This article that I wrote with Arun Narayanan, Eric Fosler-Lussier, and DeLiang Wang has just been published in the IEEE Transactions on Audio Speech and Language Processing. The official version can be found on the IEEE website, but there is also a free preprint available on my website. I recently wrote about the process of publishing this article, but I also wanted to discuss the article itself.
If I had to sum up the article in one sentence, “We show that, contrary to prior belief, the ideal binary mask can be used directly in automatic speech recognition systems without additional compensation.”
Our work presents a large amount of experimental evidence to support this claim. We also provide a thorough analysis of why the direct masking approach works and why it may have been missed by other researchers.
In the fields of speech separation, speech enhancement, and robust ASR, the ideal binary mask (IBM) has been proposed as a solution.

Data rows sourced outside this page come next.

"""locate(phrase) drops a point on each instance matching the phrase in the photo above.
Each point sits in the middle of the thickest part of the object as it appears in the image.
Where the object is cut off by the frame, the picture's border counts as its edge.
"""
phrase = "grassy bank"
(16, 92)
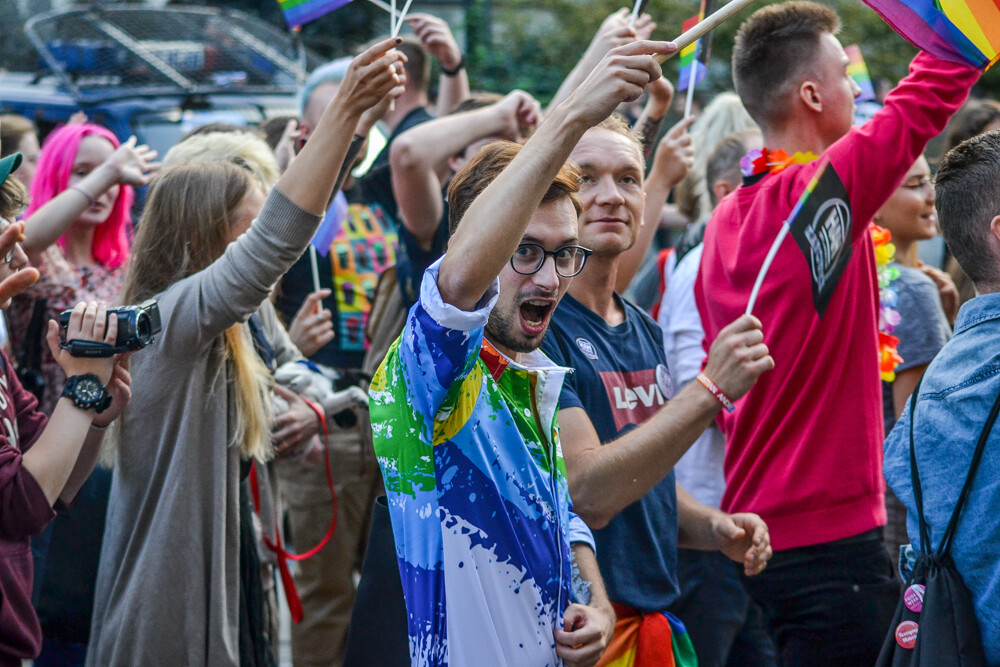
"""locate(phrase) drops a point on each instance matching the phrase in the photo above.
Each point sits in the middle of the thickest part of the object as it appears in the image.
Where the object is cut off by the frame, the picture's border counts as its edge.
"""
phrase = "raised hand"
(120, 389)
(312, 327)
(620, 77)
(738, 357)
(518, 113)
(89, 321)
(615, 31)
(284, 151)
(436, 37)
(372, 76)
(15, 274)
(133, 165)
(674, 154)
(293, 429)
(587, 633)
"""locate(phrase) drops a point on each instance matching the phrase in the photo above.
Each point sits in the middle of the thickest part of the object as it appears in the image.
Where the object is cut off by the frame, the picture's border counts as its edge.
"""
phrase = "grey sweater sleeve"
(201, 307)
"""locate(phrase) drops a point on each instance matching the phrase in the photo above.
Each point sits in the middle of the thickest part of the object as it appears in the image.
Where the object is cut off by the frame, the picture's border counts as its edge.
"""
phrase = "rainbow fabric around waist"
(658, 639)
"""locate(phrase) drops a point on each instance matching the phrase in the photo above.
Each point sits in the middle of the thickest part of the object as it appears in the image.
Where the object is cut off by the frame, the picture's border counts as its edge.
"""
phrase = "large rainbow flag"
(299, 12)
(959, 31)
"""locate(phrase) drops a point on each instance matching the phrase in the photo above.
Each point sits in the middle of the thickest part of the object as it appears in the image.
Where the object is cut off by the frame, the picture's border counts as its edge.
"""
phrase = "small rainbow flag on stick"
(694, 56)
(858, 71)
(299, 12)
(966, 32)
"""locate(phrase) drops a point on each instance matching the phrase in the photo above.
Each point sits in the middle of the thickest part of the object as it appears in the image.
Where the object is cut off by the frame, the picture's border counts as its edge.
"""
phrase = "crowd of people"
(438, 448)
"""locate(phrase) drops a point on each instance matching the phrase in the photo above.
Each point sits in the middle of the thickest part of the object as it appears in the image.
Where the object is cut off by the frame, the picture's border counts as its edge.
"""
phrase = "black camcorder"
(137, 325)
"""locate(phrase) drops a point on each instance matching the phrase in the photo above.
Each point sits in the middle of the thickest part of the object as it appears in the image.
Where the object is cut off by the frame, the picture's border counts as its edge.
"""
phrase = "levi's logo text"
(822, 230)
(587, 348)
(634, 396)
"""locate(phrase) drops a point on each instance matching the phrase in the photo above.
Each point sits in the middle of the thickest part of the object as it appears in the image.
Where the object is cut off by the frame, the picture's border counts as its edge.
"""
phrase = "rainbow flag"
(859, 72)
(299, 12)
(690, 56)
(966, 32)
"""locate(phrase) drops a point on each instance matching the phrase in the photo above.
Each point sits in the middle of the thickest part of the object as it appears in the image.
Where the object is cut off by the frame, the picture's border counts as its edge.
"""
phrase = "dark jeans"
(725, 626)
(828, 604)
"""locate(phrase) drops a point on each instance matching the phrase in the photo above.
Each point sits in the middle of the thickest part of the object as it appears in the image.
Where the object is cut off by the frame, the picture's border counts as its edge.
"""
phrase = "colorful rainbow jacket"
(477, 491)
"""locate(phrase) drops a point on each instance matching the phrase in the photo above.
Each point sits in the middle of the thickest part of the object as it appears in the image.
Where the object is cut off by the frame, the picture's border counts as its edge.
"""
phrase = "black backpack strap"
(918, 495)
(977, 457)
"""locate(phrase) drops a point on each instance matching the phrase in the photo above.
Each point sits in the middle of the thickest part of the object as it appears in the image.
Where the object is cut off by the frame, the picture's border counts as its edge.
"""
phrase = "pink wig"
(55, 166)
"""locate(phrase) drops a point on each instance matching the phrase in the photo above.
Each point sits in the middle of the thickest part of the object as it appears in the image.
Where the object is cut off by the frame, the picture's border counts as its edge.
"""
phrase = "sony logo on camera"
(137, 325)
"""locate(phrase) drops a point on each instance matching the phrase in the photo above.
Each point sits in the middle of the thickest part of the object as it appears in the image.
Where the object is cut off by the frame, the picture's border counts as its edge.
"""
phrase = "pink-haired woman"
(78, 230)
(77, 233)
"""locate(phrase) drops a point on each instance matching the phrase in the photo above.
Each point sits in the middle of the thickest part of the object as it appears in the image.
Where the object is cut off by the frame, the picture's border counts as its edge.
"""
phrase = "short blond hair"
(244, 149)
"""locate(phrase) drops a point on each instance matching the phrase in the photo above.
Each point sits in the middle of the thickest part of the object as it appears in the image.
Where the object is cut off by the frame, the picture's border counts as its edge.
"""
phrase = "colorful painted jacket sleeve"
(479, 503)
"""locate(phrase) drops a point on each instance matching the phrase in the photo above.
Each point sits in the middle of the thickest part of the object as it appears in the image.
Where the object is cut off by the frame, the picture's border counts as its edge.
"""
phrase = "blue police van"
(155, 73)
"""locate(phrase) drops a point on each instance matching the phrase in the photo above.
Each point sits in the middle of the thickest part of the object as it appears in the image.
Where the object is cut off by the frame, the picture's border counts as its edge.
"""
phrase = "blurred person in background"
(210, 248)
(925, 309)
(974, 118)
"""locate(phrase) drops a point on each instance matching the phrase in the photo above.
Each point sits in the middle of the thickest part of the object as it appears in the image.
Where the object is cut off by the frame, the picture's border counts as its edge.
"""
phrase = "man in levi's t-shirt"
(621, 437)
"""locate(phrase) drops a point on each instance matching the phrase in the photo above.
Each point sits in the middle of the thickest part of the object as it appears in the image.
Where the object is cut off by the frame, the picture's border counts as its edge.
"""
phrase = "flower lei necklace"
(761, 160)
(888, 296)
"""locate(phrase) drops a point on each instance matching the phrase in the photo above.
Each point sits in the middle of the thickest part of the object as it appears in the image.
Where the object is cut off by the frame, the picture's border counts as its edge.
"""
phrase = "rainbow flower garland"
(888, 296)
(757, 161)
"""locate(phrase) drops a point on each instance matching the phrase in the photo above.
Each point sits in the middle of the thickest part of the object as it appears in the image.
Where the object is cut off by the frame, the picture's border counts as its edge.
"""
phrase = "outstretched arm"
(495, 221)
(587, 627)
(128, 165)
(307, 182)
(614, 32)
(743, 537)
(416, 155)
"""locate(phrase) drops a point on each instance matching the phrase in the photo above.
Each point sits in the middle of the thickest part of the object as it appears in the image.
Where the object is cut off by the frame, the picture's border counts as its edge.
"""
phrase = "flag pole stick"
(381, 4)
(763, 269)
(703, 28)
(399, 21)
(314, 264)
(783, 232)
(635, 12)
(300, 57)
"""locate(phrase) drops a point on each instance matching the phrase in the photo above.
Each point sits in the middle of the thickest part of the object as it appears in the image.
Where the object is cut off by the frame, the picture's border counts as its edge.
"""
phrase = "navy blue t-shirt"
(621, 380)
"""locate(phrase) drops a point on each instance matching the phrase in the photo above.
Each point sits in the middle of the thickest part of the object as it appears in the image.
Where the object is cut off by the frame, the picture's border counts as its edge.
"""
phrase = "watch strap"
(99, 403)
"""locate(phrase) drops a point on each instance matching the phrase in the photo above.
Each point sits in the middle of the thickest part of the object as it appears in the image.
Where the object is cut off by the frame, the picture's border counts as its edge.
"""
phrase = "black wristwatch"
(87, 393)
(458, 68)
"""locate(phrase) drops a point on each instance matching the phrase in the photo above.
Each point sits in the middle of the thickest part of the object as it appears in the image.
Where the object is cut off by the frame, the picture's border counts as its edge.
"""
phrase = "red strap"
(291, 594)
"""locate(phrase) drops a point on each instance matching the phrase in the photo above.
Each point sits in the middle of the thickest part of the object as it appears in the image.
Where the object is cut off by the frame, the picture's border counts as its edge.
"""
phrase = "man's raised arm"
(491, 229)
(417, 154)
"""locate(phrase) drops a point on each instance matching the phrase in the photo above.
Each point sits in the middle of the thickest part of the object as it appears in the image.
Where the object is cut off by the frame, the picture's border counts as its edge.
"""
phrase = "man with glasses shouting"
(496, 567)
(621, 437)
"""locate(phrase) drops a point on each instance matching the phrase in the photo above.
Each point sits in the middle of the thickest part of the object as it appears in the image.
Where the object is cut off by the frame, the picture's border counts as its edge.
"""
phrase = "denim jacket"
(956, 395)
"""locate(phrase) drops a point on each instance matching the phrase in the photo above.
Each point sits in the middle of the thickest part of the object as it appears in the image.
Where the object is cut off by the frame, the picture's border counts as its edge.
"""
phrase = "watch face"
(88, 390)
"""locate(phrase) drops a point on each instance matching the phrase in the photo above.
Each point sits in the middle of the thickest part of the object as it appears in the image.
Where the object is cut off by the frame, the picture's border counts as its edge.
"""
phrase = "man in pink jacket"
(804, 446)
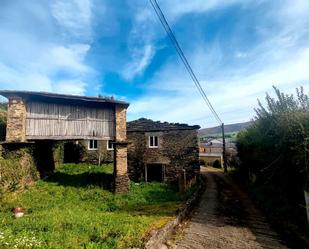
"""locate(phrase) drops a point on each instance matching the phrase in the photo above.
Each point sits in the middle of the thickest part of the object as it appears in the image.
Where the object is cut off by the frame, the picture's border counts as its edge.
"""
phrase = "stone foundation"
(16, 120)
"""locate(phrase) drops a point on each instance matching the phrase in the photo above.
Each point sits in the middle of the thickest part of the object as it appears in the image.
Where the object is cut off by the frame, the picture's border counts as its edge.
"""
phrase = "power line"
(172, 37)
(182, 56)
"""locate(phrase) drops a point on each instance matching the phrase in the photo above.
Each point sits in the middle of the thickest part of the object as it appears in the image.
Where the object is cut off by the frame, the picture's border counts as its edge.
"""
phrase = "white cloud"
(141, 59)
(38, 58)
(173, 97)
(74, 16)
(175, 8)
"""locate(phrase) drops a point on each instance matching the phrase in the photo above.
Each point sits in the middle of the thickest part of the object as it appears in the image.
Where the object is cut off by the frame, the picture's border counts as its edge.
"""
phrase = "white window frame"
(92, 147)
(108, 142)
(153, 139)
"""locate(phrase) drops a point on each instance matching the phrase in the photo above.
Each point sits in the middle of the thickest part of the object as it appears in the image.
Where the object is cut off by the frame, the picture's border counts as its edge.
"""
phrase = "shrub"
(274, 154)
(17, 172)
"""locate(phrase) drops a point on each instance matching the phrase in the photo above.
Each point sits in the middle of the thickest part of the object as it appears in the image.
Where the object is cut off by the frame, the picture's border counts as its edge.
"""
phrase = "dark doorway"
(154, 173)
(73, 152)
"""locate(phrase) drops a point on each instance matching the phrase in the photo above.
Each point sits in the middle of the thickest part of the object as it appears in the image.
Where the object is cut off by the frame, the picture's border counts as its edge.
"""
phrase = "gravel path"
(226, 218)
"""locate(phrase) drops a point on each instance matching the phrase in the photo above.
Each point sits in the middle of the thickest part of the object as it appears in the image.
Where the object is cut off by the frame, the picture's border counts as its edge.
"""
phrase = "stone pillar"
(120, 151)
(16, 120)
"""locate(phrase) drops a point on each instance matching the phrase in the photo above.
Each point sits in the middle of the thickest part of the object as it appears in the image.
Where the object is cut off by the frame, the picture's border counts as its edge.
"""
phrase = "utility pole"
(224, 149)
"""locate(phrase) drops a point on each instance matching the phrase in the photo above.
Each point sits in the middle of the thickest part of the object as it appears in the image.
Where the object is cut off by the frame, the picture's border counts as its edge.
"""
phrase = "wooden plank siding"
(62, 122)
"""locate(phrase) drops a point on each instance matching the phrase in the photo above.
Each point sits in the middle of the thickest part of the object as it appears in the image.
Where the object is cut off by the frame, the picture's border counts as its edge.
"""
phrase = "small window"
(153, 142)
(93, 145)
(110, 145)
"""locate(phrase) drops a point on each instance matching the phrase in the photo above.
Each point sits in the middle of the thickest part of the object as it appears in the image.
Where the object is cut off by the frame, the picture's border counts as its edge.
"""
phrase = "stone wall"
(120, 151)
(16, 120)
(177, 150)
(18, 168)
(101, 155)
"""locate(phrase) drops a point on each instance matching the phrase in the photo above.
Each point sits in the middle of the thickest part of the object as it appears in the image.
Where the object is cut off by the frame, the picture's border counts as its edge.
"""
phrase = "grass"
(75, 209)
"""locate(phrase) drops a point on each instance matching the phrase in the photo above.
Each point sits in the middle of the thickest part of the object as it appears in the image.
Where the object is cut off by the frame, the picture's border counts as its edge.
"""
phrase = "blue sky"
(237, 48)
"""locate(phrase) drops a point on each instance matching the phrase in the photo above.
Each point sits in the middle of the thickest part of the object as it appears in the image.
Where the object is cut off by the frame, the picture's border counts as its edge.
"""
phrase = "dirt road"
(226, 218)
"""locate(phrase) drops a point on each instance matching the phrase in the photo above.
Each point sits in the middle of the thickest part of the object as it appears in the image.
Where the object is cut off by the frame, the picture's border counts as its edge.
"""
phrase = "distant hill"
(228, 128)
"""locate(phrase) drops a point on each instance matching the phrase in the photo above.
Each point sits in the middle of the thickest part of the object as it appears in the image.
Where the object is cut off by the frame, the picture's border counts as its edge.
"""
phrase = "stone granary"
(42, 118)
(162, 152)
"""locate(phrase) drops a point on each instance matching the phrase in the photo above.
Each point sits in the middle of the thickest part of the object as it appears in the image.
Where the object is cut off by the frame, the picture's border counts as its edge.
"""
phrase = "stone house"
(211, 151)
(98, 151)
(161, 151)
(41, 119)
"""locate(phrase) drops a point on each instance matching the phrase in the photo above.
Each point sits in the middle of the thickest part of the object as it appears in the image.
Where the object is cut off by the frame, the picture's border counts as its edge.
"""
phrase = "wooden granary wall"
(58, 121)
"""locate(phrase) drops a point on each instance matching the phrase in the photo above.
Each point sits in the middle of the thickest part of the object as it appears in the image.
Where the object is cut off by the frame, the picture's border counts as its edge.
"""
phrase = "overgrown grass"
(75, 209)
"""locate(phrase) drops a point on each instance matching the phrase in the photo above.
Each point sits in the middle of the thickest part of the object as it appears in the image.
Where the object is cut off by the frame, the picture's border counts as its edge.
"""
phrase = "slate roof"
(61, 97)
(144, 124)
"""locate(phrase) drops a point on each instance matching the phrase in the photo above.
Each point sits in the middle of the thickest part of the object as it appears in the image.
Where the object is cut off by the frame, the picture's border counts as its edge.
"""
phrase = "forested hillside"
(228, 128)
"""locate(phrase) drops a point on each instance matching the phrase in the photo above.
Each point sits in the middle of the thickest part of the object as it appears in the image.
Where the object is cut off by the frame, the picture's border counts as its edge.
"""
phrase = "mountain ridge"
(227, 128)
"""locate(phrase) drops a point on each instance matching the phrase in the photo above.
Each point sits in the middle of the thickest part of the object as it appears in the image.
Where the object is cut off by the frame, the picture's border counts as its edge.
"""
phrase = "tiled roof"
(144, 124)
(56, 96)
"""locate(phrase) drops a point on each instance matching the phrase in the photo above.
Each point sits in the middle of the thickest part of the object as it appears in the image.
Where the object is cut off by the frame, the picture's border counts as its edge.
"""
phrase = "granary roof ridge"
(144, 124)
(8, 93)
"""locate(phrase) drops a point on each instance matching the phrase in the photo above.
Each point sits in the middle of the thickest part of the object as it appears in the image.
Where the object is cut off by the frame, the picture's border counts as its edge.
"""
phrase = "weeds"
(75, 209)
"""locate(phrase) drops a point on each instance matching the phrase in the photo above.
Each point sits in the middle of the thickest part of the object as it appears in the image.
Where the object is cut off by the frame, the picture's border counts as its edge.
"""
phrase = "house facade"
(42, 119)
(162, 152)
(211, 151)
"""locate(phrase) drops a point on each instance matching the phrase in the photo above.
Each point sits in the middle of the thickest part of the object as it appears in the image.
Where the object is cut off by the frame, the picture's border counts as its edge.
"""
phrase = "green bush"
(274, 155)
(71, 209)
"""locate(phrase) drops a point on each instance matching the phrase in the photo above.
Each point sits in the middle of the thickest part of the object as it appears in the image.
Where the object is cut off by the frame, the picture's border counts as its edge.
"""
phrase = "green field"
(74, 208)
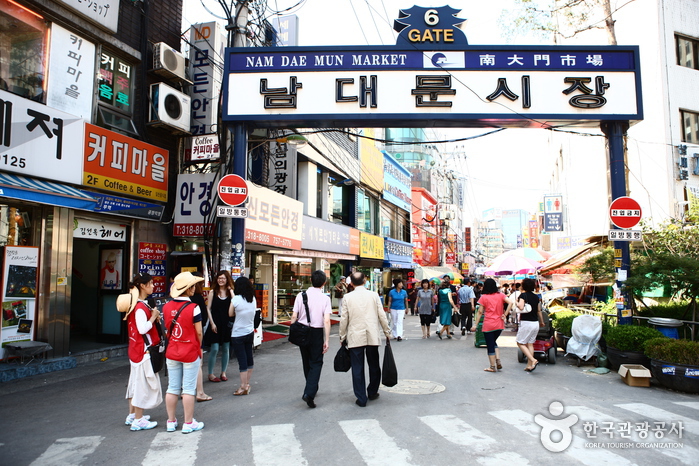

Assume we have a sound signal that is composed of speech and some type of background noise. If the sound signal is represented in a time-frequency representation, then each pixel in the representation contains some energy from the speech and some energy from the noise. A ratio mask can be defined as the ratio of speech energy to noise energy in any pixel. The IBM is simply a thresholded ratio mask. The basic principle is that we want to keep time-frequency units that are mostly speech energy and discard all other information.
Many interesting perceptual experiments have been conducted with the IBM over the years. It is clear that if the IBM can be computed and applied to a noisy signal, it can greatly enhance both the quality and intelligibility of the signal. In fact, a properly formatted binary mask applied to a noise signal containing no speech can produce a signal that sounds like a speech utterance.
While this work is very compelling in terms of human speech perception, the application of the IBM in automatic speech recognition has been lacking. Direct use of a masked signal in ASR systems did not seem to provide any benefit. Alternative approaches to applying the IBM have been proposed, but it inherently removes the simplicity of the IBM-based approach.
Our work demonstrates that by making a small change to the features used in ASR—a change that most modern ASR systems incorporate anyway—the IBM masked signal can be used directly. In fact, this direct masking approach outperforms some other previously proposed compensation methods.
The small change we refer to is variance normalization. It is well known that additive noise reduces the variance of cepstral features for ASR, and variance normalization helps alleviate this issue. We demonstrate that the binary masking of speech has the opposite effect—it increases the variance of the features—but variance normalization also solves this problem.
This paper adds to the established literature in binary mask based approaches to robust ASR. The direct masking approach is arguably the simplest approach to using the IBM in ASR; its absence from the literature was a mystery. Our work explains this absence and demonstrates the viability of the approach.